On the surface, the N900 is identical with the Nokia N97 sporting a large 3.5? touchscreen with a tactile QWERTY slide-out keyboard and other body design features except the tilt-up screen of the N97 when fully slid-out. Other than that, you get the following:

  • Its screen is significantly better with a true WVGA resolution (800×480) that supports 24-bit color depth at a widescreen aspect ratio of 16:9.
  • It is powered by a Texas-Instruments based ARM Cortex A8 processor clocked at 600MHz assisted by the OpenGL ES 2.0 graphics acceleration for desktop-like rendering of images.
  • It runs the Linux-based Maemo 5 operating system instead of the Symbian S60 OS of its earlier N97 predecessor.
  • Underneath its sophisticated upscale slider design, the N900 is a quad-band GSM/EDGE, 900/1700/2100MHz UMTS/HSPA.
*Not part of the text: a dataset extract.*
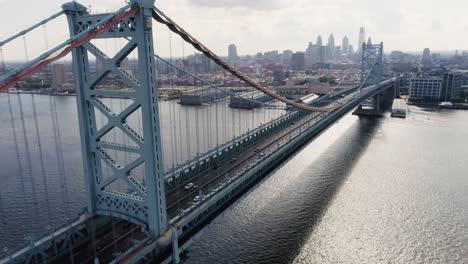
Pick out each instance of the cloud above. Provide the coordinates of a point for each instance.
(248, 4)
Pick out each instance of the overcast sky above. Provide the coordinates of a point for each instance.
(262, 25)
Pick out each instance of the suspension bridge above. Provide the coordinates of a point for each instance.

  • It comes with stupendous 32GB of internal storage with about 1 GB of application memory.  If still wanting, you can use its microSD slot to expand it with at most a 48GB microSD card.
  • It’s bundled with the Maemo internet browser from Mozilla that supports Adobe Flash 9.4.
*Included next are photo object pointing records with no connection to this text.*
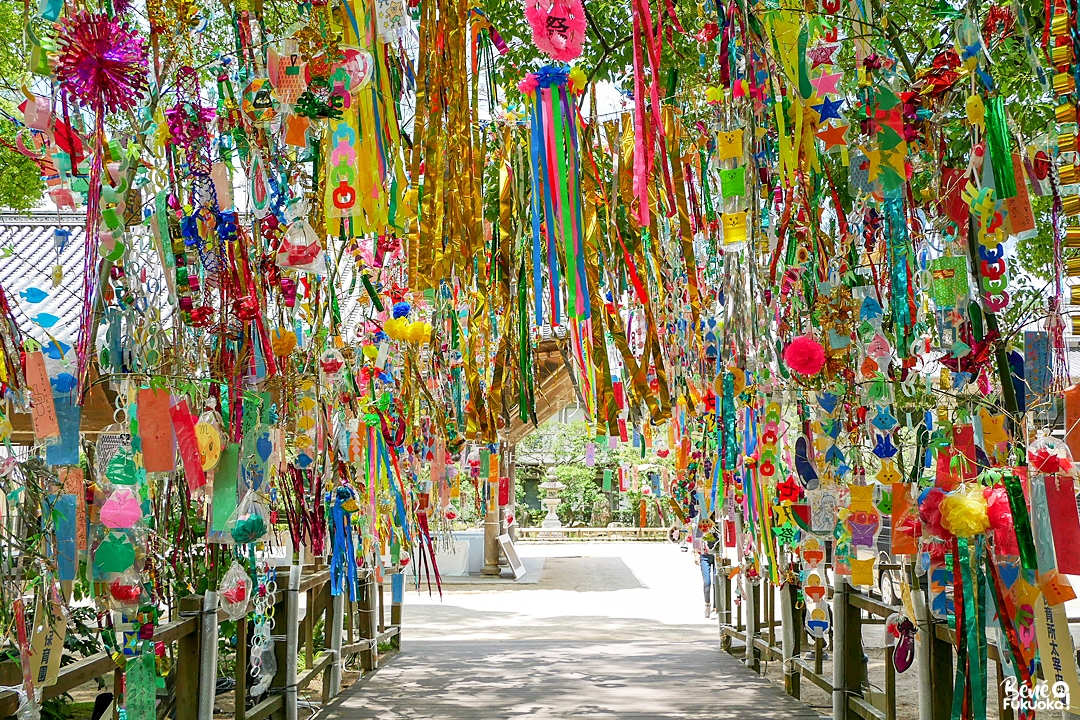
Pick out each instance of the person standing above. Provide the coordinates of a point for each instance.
(705, 542)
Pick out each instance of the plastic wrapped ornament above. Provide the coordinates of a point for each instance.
(235, 592)
(964, 512)
(1049, 454)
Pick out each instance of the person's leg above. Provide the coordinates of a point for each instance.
(706, 575)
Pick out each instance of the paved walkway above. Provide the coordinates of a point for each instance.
(610, 630)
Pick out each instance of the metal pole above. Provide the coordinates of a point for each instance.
(490, 530)
(336, 628)
(207, 655)
(839, 648)
(292, 638)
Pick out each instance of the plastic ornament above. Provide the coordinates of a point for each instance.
(964, 512)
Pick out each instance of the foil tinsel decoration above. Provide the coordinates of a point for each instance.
(100, 62)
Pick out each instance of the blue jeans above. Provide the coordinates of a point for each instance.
(707, 567)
  • You get an Integrated GPS receiver, Assisted-GPS, and Cell-based receivers supported by pre-loaded Ovi Maps.
  • There’s a 5 megapixel light-assisted autofocus camera with the usual Carl Zeiss optics and Tessa lens aided with dual-LED flash CMOS sensor, 3× digital zoom and automatic geo-tagging.
  • WVGA video recording at a near film-quality 25 frames per second rounds out its excellent multimedia features.

Conclusion

Whichever way you look at it, the Nokia N900 brings the speed and power of desktop computing on the road like no other mobile phones can.  The Maemo OS gives Nokia a continuing leadership edge in the fast evolving mobile phone industry that is merging the power of new computing technologies with the internet in the palm of your hands. Slated to appear next month at the Nokia World event, expect the anticipation for the handset to reach new highs before its release in October.